We have many princess apparel items and princess accessories, but my three-year-old owns no princess rings. Nor did she mention wanting a princess ring. Nor has she ever mentioned wanting a princess ring. I shrugged at the teacher. “Look, I have no idea what is going on.”
My daughter lives in her own world, with her own rules and her own requirements. On any given day, I am met with a list of demands and rules that constantly baffle me. No one wears black on Mondays. Princesses only drink milk at lunch. Dresses with foxes on them are only for the library. Syrup doesn’t belong on pancakes. Or on planet earth. We don’t have enough beans. Socks have to go inside out. And mom is not allowed to sing any songs that appear in the movie “Frozen.”
She declares these rules with a toss of her head and just the tiniest hint of an eyeroll. Like I should obviously know that spiders only play the tuba. DUH. How could I not know that?
I wasn’t kidding when I told the teacher I have no idea what is going on.
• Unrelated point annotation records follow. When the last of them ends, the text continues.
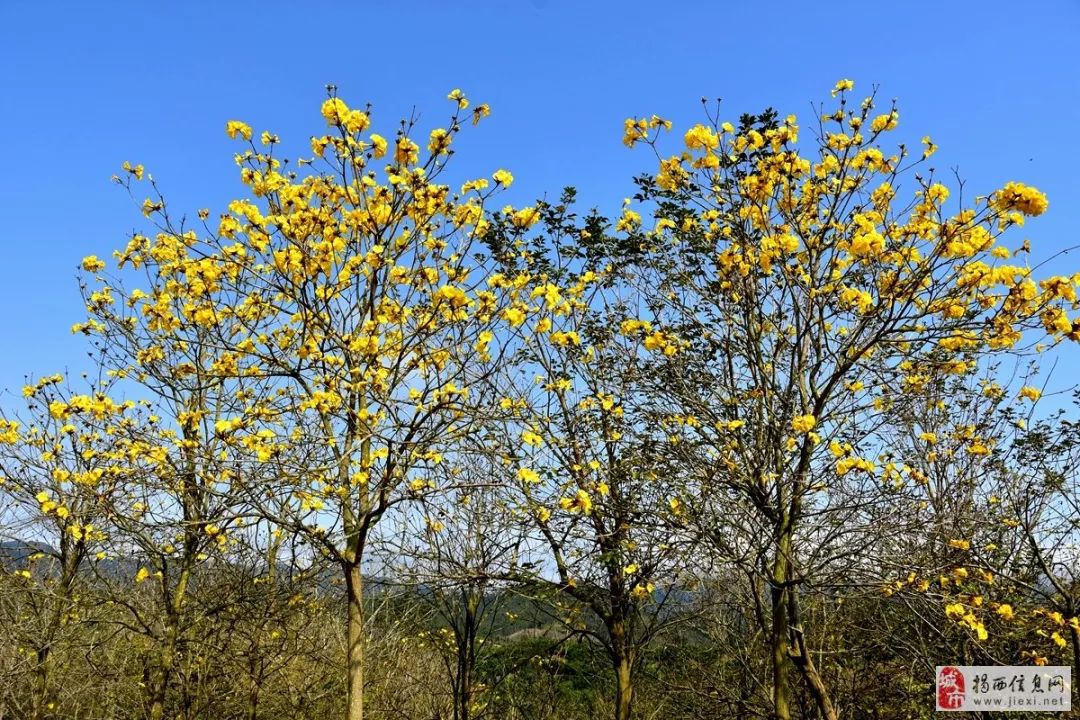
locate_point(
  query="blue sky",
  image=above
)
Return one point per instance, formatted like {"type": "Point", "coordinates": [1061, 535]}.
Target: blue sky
{"type": "Point", "coordinates": [90, 84]}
Because I don’t.
At school, when I fished my daughter out of a group of her friends, she smiled at me and told me that she didn’t miss me at all because she was too busy having fun. In the car, I asked her if she wanted a ring.
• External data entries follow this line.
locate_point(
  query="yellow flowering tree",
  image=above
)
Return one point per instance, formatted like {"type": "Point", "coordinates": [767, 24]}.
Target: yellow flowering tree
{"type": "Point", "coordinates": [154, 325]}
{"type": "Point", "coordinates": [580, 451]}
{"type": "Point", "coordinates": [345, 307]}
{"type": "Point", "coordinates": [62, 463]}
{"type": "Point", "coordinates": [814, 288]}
“What ring, mom?” She said, her eyes wide.
“Didn’t you ask your teachers for a ring?”
She shook her head and started singing a song about baby chickens who want to go to Wisconsin on vacation. Then, when we got home she asked me to pick up a giant, imaginary jewel off the ground. When I mimed picking it up, she frowned. “No, you got a baby chickie!” I went through this mimicry four times, before I gave up. “Get your own jewel,” I said.
She began sobbing. If she didn’t get the jewel she would get eaten by a Jaguar and it would be all my fault. I gave her a hug and put her down for a rest.
Sometimes, parenting feels like watching over someone who is just high on drugs all the time. Or being a nurse in a mental institution. After a while, I forget who is the sane one and who is the three year old wearing underwear on her head. Look, I don’t know much about life, but I’m pretty sure that it’s not a good idea to feed the baby dried macaroni and sequins. Rest time, is when I get to recalibrate. Remember that life is more than just chickens, jaguars and Wisconsin. So, while my daughter warbled a song from her room, I sat on the couch to try to get some reading done, but I made sure to make some room for all those baby chickies.